Reliable detection of anything that might possibly be a gun or a part of a gun, in any possible 3d rotation, is not a trivial problem, an effective solution would pretty much first depend on developing Artificial General Intelligence (AGI).

Comment Configurators rather than Engineers (Score 4, Insightful) 48

Having consulted at a lot of these big businesses, I can tell you that a lot of the staff classified as "engineers" by CEOs in their posts & stock holder messaging, are in fact "tool configurators" that these orgs are using to setup, update, and modify the configuration of their internal tools, and a lot of last mile "solutions" for making clunky enterprise tools work well enough or often report well enough for internal middle management needs. I have no doubt that AI can help with these jobs more reliably than it can with full on coding. That being said, even these tend to build up tremendous technical debt within orgs with tons of bespoke naming, duplicate and repetitive automation, and new ongoing costs.

Tl;DR; Most big orgs often like to message to Wallstreet that these jobs are "the expensive ones" vs the reality of what they're really covering workwise.

Comment Concerned about bandwidth? Use a tarpit (Score 5, Interesting) 43

Back in the day, we used to run "tarpit" SMTP servers which looked like an open mail relay but ACK'd incoming packets only just barely fast enough to keep the remote client from timing out and giving up. The theory was that tying up spammer resources was a net good for the internet, as a sender busy trying to stuff messages through a tarpit was tied up waiting on your acknowledgement, reducing their impact on others.

Similarly, perhaps the right answer here is to limit the number of concurrent connections from any one network range, and use tarpit tactics to rate-limit the speed at which your server generate contents to feed the bot -- just keep ramping down until they drop off, then remember the last good rate to use for subsequent requests.

It would perhaps be interesting to randomly generate content and hyperlinks to ever deeper random URLs -- are these new crawlers more interested in some URLs or extensions than others? If you pull fresh keywords from the full URL the crawler requested, will it delve ever deeper into that "topic"? If their Accept-Encoding header supports gzip or deflate, what happens when you feed them a zip-bomb?

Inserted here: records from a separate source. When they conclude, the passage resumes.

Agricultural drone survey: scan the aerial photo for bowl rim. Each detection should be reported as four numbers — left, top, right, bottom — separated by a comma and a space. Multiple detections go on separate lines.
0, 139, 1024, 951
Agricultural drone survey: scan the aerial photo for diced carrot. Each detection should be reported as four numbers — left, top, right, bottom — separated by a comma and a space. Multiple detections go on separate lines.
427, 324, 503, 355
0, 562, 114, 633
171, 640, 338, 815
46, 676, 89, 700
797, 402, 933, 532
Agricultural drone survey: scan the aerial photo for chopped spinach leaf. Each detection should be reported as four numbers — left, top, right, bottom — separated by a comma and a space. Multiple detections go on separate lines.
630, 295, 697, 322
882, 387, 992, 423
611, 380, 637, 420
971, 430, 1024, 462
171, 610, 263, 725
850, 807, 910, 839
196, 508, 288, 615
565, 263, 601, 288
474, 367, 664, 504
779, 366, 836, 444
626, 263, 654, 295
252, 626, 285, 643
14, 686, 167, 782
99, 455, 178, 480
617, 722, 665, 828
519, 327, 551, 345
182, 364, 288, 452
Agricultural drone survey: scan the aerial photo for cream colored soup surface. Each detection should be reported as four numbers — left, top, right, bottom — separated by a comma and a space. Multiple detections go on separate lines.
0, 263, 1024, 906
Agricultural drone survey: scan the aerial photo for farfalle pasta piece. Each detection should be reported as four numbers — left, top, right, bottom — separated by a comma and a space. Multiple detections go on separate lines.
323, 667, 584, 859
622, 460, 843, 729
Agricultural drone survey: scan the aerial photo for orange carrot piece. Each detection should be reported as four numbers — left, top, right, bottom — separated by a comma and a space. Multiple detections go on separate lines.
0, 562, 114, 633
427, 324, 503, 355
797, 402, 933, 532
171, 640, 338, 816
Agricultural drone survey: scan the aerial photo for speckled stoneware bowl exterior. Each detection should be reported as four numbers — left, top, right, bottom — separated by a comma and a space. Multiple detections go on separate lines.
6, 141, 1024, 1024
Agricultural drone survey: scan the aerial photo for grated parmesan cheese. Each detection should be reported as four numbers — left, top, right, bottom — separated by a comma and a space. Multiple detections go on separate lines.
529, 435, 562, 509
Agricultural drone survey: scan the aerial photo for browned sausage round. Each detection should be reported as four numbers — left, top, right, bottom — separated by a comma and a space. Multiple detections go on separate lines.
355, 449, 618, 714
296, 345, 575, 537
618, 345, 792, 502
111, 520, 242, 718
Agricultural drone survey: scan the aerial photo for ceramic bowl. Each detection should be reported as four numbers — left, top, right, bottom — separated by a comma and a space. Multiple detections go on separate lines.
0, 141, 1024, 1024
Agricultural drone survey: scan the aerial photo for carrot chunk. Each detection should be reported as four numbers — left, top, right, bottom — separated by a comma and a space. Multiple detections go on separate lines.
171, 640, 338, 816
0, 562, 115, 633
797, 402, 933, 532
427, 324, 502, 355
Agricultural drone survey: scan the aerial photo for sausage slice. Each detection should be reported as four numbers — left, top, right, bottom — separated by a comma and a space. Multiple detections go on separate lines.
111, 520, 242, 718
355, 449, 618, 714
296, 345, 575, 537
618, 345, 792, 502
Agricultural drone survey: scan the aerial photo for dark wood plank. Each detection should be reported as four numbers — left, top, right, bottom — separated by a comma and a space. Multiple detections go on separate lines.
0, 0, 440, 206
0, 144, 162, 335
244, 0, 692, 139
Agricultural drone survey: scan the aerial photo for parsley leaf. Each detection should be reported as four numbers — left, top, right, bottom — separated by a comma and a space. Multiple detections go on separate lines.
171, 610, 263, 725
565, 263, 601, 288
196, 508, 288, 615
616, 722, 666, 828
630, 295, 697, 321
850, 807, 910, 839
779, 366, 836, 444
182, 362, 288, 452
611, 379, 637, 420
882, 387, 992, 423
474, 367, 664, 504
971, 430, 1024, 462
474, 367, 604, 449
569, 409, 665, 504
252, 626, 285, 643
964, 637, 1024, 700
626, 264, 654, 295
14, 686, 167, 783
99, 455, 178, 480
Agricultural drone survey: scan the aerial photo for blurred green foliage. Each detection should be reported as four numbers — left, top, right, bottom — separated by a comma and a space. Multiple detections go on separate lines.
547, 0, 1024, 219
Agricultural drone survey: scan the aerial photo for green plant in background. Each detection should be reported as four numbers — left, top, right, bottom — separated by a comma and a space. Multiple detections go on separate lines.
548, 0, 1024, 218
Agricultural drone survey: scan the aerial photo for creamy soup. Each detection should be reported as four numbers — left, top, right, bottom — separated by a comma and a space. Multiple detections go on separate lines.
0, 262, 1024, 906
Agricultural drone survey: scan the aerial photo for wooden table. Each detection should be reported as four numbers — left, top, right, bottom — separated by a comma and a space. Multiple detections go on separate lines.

Comment Re:this is better [than what]? (Score 1) 81

Perhaps the best counterexample of your premise is the Unabomber. Yes, not on the Web--but I think that was half because of the timing and half because he understood the lack of real technology-based anonymity. But he tried quite hard to stay hidden. And died in prison..

Theodore Kaczynski was caught because of poor Operational Security (OPSEC). He let his ego get the better of him, delivering a 35,000 word manifesto and insisting that it be made public.

He was caught only because he thought he was smarter than everybody else, leaving clues with each bomb and in his manifesto. Ultimately the Washington Post's publication of his writings caught the eye of researchers, and more importantly, his younger brother David, who turned him in for the $1M reward.

Comment This is about Revenue not user experience (Score 1) 61

Managing these products with separate OS's and requiring different software for use on both, helps insulate Apple from cannibalization of their own revenue by someone buying an ipad instead of a laptop or vice versa. Part of their pricing strategy with the keyboards & such for ipad is to help ensure price parity between these two platforms, and to disincentize as many as possible from thinking they can get away with just an ipad.

Comment Fond memories (Score 1) 46

Visiting their original storefront in Chicago was one of my favorite excursions when I was young and in need of science fair inspiration or just "stuff" for one of my personal projects.

Pretty much all the B&M and online surplus electronics stores I used to buy from have faded away or moved to a purely eBay existence.